In questi giorni si è parlato molto del “ban” inflitto dai vari social a Donald Trump, reo di aver pubblicato dei tweet durante l’assedio al Congresso USA dove il Presidente uscente non condannava di fatto le violenze dei sostenitori repubblicani.
Twitter ha addirittura optato per il ban definitivo nei confronti dell’account del tycoon, dopo un’iniziale “sospensione temporanea”. Anche Facebook e Instagram hanno scelto di sospendere gli account del Presidente uscente, sconfitto alle ultime elezioni presidenziali dal candidato democratico Joe Biden (anche se Trump non riconosce il successo dell’avversario, ndr).
Per continuare ad avere un contatto con i suoi follower e più in generale con la popolazione americana, Trump si era rifugiato su Parler, un’alternativa a Twitter dove non sono previste censure.
Tuttavia, Google era subito intervenuta per rimuovere Parler dal Play Store, e lo stesso ha fatto anche Apple, dato che il social alternativo è stato rimosso anche dall’App Store.
“Abbiamo sostenuto che i diversi punti di vista dovessero essere rappresentati sull’App Store, ma non c’è spazio sulla nostra piattaforma per violenza e illegalità – si legge nella dichiarazione ufficiale del gigante di Cupertino – Parler non ha preso le misure adeguate per affrontare il proliferare di queste minacce”.
Parler, di cosa si tratta? Tutto sul social alternativo
Non solo Donald Trump, ma un pò tutti i “trumpiani” si stanno rifugiando su Parler, tanto che si è parlato di una sorta di “Twexit”. I sostenitori del tycoon si stanno spostando su Parler per continuare ad avere un filo diretto con il popolo di Trump ed evitare le sanzioni di Twitter.

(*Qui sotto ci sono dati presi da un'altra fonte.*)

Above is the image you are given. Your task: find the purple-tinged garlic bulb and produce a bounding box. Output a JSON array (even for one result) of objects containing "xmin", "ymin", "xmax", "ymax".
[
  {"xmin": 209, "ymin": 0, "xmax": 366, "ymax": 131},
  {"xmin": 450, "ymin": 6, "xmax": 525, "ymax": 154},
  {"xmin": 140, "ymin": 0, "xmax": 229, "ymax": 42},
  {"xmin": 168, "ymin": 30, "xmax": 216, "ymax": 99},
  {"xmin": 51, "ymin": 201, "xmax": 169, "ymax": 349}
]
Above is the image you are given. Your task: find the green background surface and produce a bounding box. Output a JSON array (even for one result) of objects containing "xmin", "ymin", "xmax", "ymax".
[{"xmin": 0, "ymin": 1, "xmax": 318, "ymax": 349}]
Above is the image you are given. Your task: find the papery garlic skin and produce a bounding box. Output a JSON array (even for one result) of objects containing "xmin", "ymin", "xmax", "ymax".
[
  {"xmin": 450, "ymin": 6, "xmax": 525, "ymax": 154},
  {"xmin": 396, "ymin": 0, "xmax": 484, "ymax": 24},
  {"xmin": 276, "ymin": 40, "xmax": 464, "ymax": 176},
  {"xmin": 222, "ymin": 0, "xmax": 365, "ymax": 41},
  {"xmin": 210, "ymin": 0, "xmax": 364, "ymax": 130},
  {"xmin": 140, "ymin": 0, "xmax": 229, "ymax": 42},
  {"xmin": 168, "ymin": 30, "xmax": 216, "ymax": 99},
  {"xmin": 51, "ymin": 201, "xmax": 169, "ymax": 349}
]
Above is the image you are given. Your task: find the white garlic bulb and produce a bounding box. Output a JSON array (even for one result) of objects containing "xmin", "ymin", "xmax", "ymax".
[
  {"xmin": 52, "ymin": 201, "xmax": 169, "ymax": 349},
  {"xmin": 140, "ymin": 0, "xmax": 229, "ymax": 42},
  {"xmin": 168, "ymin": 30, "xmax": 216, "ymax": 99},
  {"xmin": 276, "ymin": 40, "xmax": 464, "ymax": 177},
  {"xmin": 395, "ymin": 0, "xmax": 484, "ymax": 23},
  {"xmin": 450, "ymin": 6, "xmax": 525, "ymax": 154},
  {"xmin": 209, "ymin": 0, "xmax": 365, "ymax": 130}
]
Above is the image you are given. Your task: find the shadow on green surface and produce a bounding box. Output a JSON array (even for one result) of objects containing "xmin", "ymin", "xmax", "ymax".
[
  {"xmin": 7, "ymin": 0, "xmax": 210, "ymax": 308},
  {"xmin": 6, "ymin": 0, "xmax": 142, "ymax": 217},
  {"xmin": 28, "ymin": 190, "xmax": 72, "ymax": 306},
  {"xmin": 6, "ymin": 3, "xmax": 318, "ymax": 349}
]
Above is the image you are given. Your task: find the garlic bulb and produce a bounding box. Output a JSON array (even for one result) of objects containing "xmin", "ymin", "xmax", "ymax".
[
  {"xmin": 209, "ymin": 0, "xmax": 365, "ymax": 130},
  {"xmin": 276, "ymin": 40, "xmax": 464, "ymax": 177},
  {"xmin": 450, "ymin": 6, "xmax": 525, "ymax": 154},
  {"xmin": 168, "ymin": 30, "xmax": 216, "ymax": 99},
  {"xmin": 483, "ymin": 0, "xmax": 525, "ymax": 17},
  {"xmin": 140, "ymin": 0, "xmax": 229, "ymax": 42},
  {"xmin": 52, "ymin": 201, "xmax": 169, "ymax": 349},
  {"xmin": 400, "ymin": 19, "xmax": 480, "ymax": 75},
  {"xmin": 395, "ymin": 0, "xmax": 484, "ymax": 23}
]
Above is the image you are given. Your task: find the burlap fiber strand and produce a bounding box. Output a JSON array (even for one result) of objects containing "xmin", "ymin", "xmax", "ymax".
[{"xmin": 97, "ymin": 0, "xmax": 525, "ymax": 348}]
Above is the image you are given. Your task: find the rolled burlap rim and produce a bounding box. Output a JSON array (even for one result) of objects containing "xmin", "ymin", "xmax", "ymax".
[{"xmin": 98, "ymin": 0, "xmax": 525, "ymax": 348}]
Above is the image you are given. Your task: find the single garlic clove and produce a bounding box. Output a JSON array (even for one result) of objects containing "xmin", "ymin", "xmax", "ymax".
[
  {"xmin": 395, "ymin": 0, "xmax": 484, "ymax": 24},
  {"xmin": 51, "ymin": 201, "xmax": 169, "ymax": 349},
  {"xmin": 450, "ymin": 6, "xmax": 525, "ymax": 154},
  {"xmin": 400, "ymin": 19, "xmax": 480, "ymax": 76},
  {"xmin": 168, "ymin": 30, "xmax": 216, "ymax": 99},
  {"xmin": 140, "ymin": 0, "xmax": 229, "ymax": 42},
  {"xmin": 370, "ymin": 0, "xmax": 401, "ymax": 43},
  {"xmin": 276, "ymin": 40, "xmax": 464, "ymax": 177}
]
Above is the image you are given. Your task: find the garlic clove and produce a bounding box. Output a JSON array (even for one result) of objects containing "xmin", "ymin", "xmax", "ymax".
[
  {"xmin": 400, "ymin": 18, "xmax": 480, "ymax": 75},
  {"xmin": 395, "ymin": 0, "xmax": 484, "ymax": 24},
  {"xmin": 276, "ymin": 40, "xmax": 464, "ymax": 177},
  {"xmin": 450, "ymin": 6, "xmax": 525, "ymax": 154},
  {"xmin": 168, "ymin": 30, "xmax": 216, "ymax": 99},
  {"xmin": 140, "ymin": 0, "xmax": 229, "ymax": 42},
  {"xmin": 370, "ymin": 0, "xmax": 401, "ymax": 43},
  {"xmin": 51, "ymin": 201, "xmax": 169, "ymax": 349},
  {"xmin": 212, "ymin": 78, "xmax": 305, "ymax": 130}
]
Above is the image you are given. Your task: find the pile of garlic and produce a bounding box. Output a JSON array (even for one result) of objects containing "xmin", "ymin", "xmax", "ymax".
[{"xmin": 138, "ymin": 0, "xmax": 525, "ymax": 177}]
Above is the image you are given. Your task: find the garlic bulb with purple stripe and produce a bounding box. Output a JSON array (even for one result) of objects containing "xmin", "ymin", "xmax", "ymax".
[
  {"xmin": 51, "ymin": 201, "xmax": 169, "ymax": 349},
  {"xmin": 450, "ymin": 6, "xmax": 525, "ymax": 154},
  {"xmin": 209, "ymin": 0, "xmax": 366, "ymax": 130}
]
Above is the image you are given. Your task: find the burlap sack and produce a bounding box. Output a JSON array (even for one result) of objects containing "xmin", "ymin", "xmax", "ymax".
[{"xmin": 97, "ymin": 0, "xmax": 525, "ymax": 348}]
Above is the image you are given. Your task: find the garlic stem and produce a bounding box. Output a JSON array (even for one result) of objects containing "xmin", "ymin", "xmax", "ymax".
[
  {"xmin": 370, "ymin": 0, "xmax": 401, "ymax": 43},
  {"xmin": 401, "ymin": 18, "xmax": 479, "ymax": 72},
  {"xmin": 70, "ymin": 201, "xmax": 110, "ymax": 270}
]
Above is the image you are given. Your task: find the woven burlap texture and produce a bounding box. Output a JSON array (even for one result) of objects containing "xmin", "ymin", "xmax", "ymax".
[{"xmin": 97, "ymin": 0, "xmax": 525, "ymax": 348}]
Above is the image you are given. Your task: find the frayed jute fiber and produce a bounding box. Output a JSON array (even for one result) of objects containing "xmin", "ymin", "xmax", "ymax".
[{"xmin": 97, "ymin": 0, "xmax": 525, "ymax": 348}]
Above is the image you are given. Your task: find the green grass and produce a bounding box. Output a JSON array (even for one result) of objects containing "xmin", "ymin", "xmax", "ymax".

Parler è di fatto un social molto simile a Twitter, dove non ci sono censure o moderazioni in caso di linguaggio razzista e sessista, o tantomeno per l’incitamento all’odio e alla violenza.
Fondato nel 2018 da John Matze e Jared Thomson, due informatici del Colorado, Parler è molto gettonato negli ambienti dell’estrema destra statunitense e tra i suprematisti bianchi.